Con la crisis económica y la puesta en evidencia de los niveles de endeudamiento público agravados por el déficit presupuestario, la doctrina liberal dominante obsesionada en reducir la intervención pública, lo que el propagandista neoliberal Grover Norquist definió gráficamente como el objetivo de «reducir el gobierno al tamaño que nos permita ahogarlo en la bañera», ha acusado al Estado de ser insostenible con sus necesidades de gasto público crecientes ya su entender injustificables. Es cierto que los ingresos fiscales han ido cayendo durante y por efecto de la crisis económica, aunque no únicamente por ello, ya que esta es una tendencia que se había ido desarrolando mucho antes de 2008, como resultado de la disminución de la tributación de las rentas de capital, las inmensas fortunas y las grandes corporaciones con domicilio fiscal indeterminado y con múltiple mecanismos de exención, lo que para situarlo fuera de la criminalidad se denomina como «elusión fiscal». Lo peor no es que haya caído circunstancialmente la recaudación, sino que décadas de propagandismo favorable al recorte de impuestos ha terminado por convertir este objetivo en un ideal económico y político.

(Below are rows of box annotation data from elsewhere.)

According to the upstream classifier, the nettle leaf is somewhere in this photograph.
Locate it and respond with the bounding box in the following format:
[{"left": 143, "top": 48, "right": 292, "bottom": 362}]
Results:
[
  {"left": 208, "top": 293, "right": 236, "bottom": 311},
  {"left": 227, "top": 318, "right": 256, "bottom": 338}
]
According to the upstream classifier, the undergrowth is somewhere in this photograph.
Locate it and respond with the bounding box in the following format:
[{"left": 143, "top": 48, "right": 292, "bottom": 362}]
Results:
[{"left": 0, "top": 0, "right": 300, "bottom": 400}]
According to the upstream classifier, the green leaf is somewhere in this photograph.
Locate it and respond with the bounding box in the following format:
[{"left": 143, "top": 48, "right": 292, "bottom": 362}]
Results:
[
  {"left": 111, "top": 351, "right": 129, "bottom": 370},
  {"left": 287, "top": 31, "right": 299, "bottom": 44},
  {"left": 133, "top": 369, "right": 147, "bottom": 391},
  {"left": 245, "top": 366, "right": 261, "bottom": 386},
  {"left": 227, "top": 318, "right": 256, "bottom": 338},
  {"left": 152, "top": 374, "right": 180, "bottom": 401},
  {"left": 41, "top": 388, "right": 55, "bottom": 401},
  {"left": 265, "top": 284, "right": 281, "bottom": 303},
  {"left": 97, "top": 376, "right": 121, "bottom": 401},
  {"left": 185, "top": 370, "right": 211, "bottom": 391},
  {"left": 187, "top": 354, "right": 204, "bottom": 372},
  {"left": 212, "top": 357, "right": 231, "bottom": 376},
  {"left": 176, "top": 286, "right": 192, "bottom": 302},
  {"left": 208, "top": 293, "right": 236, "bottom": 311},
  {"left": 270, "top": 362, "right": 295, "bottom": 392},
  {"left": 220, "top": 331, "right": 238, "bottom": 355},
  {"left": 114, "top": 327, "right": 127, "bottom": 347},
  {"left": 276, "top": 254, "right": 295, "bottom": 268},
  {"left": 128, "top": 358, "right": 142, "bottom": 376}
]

Uno de los aspectos más sorprendentes de los últimos años, es hasta qué punto se ha logrado «despolitizar» el debate sobre los impuestos y sobre la fiscalidad, no sólo reduciéndolo todo a una cuestión técnica en relación a la obtención de los ingresos ineludibles de unos estados tendentes a malgastar, sino y especialmente vaciar el significado profundo que tiene el sistema tributario como vía de predominio de lo colectivo y como mecanismo básico e imprescindible de redistribución de la riqueza. En un mundo en el que, quien más quien menos considera inaceptable el nivel de desigualdad acumulativa y creciente de nuestras sociedades, hasta niveles que ponen en duda la viabilidad de estas, curiosamente nadie parece querer poner en relación al empobrecimiento mayoritario con el 1% de ricos que concentran cada vez más una mayor proporción de las rentas. Los sistemas tributarios que ya no es solo que tengan notorias grietas y sean burlados por los sectores acomodados de manera casi pornográfica, es que la naturaleza sobre las que se sostienen las estructuras fiscales, su propio concepto hace tiempo que ha dejado de tener mucho sentido, si es que pretendemos disponer de un sector público que garantice un nivel de servicios y de bienestar aceptable a la ciudadanía y al mismo tiempo evite una polarización de rentas tan extrema que pone en duda el mismo futuro del sistema económico y social. Estamos claramente ante un sistema de contribución al común insuficiente y nada equitativo y aún menos eficaz, pero especialmente ante un paradigma tributario totalmente desfasado.